Bocca d'Ombrone is the mouth of the Ombrone River, located within the Maremma Regional Park near Grosseto, Tuscany, Italy. It marks the point where the river flows into the Tyrrhenian Sea, forming a dynamic coastal environment shaped by the interaction between fluvial sediment deposition and marine erosion. The area is accessible from Marina di Alberese via marked walking trails crossing pine forest, Mediterranean scrub, and coastal plains, and from the beach of Principina a Mare on the northern side, where the Trappola marshland is located.

The surrounding coastal plain has been largely formed by sediments transported by the Ombrone over millennia, with its extent varying according to historical patterns of erosion and reforestation in the inland areas. The area includes wetlands, seasonal freshwater pools known as chiari, salt-tolerant vegetation such as salicornia and limonium, and stretches of Mediterranean scrub and pine forest.

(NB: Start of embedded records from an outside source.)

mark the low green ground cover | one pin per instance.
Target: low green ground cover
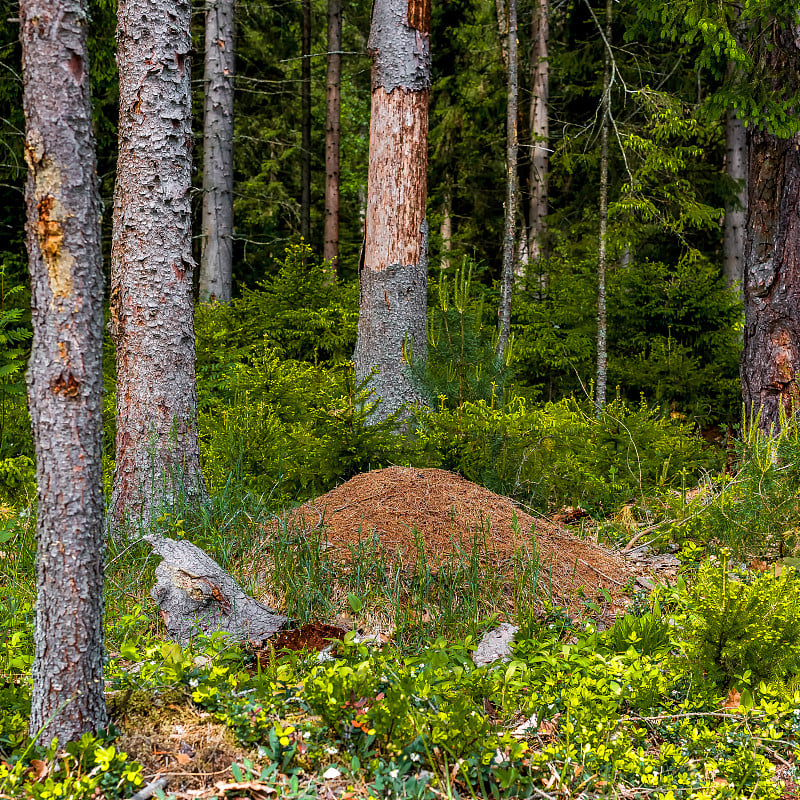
(692, 694)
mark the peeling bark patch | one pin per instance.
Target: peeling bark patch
(66, 385)
(419, 15)
(50, 234)
(398, 180)
(75, 66)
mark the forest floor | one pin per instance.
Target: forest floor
(392, 578)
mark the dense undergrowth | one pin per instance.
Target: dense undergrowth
(674, 700)
(691, 693)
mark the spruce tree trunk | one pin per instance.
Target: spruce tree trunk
(735, 211)
(332, 130)
(152, 314)
(540, 130)
(305, 122)
(771, 357)
(393, 274)
(509, 227)
(216, 261)
(65, 377)
(601, 378)
(446, 228)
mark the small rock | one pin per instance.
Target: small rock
(495, 645)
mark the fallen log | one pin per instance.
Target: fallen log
(196, 596)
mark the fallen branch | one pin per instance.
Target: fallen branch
(151, 789)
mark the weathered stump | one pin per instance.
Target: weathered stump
(196, 596)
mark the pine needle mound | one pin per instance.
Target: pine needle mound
(402, 511)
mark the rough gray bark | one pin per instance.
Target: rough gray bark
(65, 378)
(216, 261)
(196, 595)
(305, 121)
(736, 210)
(770, 363)
(446, 228)
(602, 325)
(509, 227)
(540, 130)
(152, 314)
(393, 273)
(332, 133)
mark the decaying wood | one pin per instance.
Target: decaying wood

Bocca d'Ombrone is an area of significant natural interest and biodiversity and is frequented by numerous bird species, making it a notable site for birdwatching. The landscape reflects the traditional features of the Maremma coastal environment and is characterized by ongoing geomorphological processes and hydraulic management works.

On 13 October 2016, the Trappola–Bocca d'Ombrone wetland was officially designated by the Secretariat of the Ramsar Convention as a wetland of international importance, under site number 2284.